Matthew Ford

Personal information
- Date of birth: 23 April 1973 (age 51)
- Place of birth: Grimsby, England
- Position(s): Midfielder

College career
- Years: Team / Apps / (Gls)
- 1991–1994: Lock Haven Bald Eagles

Senior career*
- Years: Team / Apps / (Gls)
- 1995–1996: Delaware Wizards
- 1999–2000: Hershey Wildcats / 45 / (5)

= Matthew Ford (footballer) =

English footballer

Matthew Ford is an English retired footballer who played professionally in the USL A-League and was the 2006 USL Executive of the Year.

==Player==
Ford attended Lock Haven University of Pennsylvania, playing on the men's soccer team from 1991 to 1994. He graduated with a bachelor's degree in recreation. In 1995 and 1996, he played for the Delaware Wizards of the USISL. He returned to playing in 1998 with the Hershey Wildcats of the USL A-League. Ford retired from playing after the 2000 season.

==Executive==
In 1998, Ford became the Team Operations coordinator for the Hershey Wildcats. He was the 1998 A-League Operation's Director of the Year. In October 2000, he became the General Manager for the Wildcats.

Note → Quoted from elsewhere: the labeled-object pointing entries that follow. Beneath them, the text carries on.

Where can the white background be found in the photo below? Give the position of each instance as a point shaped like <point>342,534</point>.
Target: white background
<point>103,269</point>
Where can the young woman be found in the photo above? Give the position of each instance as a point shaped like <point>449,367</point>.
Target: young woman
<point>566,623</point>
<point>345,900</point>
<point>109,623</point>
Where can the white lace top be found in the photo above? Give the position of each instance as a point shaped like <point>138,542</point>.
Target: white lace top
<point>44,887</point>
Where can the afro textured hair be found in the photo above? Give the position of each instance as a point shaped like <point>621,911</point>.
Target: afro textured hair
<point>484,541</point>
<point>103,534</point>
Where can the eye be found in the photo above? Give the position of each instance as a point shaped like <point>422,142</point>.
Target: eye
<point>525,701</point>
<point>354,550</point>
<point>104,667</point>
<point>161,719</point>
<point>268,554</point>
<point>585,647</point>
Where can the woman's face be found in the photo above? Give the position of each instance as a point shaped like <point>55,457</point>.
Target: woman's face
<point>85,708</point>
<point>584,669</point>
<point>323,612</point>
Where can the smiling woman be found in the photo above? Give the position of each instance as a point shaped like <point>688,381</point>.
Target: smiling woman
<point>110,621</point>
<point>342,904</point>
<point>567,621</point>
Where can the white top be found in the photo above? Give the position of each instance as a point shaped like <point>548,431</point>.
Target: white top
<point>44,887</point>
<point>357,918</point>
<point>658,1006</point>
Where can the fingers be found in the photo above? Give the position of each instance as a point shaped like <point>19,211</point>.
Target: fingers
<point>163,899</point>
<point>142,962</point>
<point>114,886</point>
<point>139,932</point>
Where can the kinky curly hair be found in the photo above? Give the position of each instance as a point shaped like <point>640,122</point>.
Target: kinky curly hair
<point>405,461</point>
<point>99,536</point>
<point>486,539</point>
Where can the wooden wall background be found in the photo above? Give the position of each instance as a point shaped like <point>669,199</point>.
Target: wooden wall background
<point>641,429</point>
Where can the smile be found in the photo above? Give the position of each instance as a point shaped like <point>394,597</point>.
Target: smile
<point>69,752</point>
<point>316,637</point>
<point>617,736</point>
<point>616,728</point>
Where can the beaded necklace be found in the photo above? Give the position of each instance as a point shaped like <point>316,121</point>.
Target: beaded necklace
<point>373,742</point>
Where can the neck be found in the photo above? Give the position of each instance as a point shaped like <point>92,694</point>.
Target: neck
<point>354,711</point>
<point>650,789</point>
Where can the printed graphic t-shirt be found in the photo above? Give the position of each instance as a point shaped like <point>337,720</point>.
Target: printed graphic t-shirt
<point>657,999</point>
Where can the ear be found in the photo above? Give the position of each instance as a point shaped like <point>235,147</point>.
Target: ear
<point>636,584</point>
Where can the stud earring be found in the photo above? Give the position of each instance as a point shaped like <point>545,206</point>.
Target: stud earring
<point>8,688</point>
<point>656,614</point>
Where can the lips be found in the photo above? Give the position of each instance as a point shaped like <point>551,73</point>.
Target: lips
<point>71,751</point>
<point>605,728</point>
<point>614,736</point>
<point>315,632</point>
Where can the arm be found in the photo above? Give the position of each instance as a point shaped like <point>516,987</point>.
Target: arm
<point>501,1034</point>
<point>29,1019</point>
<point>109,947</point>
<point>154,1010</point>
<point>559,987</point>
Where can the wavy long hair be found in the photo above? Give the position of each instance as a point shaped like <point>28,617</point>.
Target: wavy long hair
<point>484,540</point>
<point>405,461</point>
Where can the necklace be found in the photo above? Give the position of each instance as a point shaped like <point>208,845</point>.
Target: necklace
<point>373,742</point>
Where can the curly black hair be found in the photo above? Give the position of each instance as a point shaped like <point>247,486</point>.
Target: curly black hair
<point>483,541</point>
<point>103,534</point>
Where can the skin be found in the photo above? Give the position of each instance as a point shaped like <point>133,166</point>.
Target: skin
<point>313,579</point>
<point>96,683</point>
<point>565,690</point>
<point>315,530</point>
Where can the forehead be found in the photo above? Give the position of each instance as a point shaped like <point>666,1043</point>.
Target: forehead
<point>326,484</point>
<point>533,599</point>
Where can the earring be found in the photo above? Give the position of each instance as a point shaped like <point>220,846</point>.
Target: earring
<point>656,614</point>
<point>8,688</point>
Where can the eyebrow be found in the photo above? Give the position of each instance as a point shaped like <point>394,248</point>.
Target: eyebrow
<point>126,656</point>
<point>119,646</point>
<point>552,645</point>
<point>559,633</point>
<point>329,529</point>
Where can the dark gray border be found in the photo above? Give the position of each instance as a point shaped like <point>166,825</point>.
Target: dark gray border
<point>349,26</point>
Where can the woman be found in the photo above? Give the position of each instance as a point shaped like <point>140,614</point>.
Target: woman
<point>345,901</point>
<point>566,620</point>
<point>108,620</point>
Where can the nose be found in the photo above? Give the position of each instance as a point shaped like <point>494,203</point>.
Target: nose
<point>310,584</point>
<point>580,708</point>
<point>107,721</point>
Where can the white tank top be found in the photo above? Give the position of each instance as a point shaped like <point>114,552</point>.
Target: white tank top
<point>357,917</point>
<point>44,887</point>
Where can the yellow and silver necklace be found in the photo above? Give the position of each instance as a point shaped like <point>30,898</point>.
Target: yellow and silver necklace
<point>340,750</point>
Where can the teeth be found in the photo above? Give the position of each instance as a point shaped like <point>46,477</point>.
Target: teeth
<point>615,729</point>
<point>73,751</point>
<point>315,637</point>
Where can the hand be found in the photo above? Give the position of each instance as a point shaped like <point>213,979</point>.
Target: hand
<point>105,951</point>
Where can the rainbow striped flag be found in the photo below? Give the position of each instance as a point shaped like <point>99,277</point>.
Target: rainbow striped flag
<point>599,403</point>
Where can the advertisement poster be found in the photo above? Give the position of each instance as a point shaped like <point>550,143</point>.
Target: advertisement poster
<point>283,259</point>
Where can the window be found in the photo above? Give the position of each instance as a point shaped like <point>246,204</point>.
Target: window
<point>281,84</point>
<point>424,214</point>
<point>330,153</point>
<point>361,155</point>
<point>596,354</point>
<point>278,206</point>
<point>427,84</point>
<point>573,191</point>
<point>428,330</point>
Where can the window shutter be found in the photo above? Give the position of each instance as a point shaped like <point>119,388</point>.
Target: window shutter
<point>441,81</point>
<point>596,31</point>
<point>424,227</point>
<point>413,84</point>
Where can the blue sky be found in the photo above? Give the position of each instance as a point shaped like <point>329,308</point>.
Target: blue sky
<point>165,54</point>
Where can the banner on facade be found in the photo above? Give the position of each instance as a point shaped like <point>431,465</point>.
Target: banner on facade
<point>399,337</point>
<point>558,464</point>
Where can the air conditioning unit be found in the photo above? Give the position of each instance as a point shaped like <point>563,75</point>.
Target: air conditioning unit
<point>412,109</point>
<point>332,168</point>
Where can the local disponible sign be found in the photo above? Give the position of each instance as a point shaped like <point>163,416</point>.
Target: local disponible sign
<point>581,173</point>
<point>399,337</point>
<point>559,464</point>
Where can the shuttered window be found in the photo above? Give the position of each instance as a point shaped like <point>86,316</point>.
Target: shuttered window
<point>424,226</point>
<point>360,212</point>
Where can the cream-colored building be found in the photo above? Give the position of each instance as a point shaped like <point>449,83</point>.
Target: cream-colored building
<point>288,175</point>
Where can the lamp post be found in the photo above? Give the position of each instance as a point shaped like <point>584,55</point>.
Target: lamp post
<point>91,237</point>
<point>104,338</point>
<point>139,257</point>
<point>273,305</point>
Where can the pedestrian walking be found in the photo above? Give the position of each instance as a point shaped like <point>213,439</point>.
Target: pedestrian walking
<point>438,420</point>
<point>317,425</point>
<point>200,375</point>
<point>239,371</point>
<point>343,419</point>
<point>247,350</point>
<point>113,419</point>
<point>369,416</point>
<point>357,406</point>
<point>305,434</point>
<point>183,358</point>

In December 2001, Ford became the General Manager of the Sports and Entertainment Group which managed several sports operations in Hershey, including the Giant Center. In January 2006, Ford was hired as vice president of the Rochester Rhinos. He was named the 2006 USL Executive of the Year. In April 2008, Ford became the president of the Rhinos. In September 2009, the Rhinos fired Ford.